Inside, bright and airy atriums are the central heart of the office and allow daylight to flood the building. The wide dimensions and the wide floor span of the low-rise building guarantee ample square meters on every floor and large open spaces that are perfect for an agile work environment. The way the floor plan layout is organized around and through the atriums allows for efficient and fast routing. The open floor plans give the employees optimal flexibility and also make alternative use in the future possible, if desired.
An empowering interior
HofmanDujardin designed both the full interior and the dynamic, floating platforms and staircases that criss-cross the two spacious atriums at the building’s heart.
“The interior of Cedar is all about empowerment and well-being. You feel the freedom when you walk in. The platforms connect places and people and bring the vibrancy up to the highest levels of the building”, explain Barbara Dujardin and Michiel Hofman, founding partners of HofmanDujardin. On the lively ground floors a world of possibilities opens: you can visit the coffee bar, food court or event halls or take a seat in one of the various informal meeting places. Customers can also visit the in-house bank office. The layered range of environments matches the variety of individual wishes of a big bank’s staff. All places have a human scale and carry their own qualities and atmosphere, while everything is harmonious and connected.
Atrium and platforms
The expressive wooden platforms symbolise the 21st century bank’s identity as a digital platform. They form grounded spaces and create physical and visual connections that naturally stimulate ING’s employees to collaborate. Visible from everywhere around the atriums, they also provide orientation points and encourage people to take the stairs. The platforms are fast becoming favorite places to hold spontaneous meetings and small gatherings. Flexible and moveable metal frames allow them to act as temporary ‘rooms’ for anything from business meetings to interior gardens, art exhibitions or a break-time birthday celebration.

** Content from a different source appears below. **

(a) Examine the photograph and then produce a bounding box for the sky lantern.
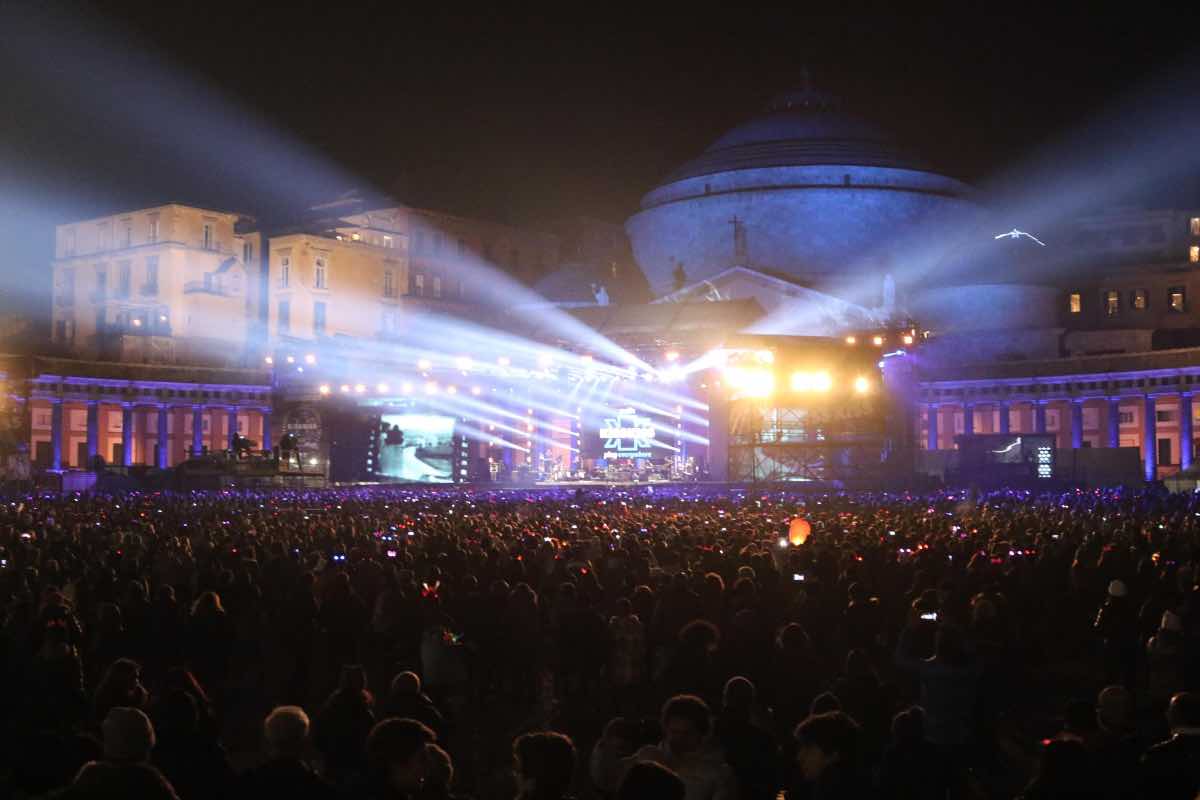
[789,517,811,546]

All office floors are accessed from the platforms through warm textured entrance zones, each with their unique furnishing to create recognizable diversity. There is one single floor layout concept throughout the building with a well-balanced mix of spaces. This agile environment gives full freedom to choose where and how to work and meet. In between the areas with team tables and scrum boards, there are colorful clusters of meeting rooms in different sizes, accommodating anything from private calls to group meetings. Furthermore, each level has a silent area for concentration, with a reading table and a series of private booths. Throughout the building excellent acoustics ensure a sense of well-being and make it easy to focus.
Lots of plants, big trees and 300 works from ING’s large collection of art add another layer to the experience of the interior. All is finished with a balanced palette of warm tones and natural materials, while a touch of orange hints at ING’s strong visual identity. This makes the generous building not just an empowering and healthy place to work, it also gives this leading bank a new face.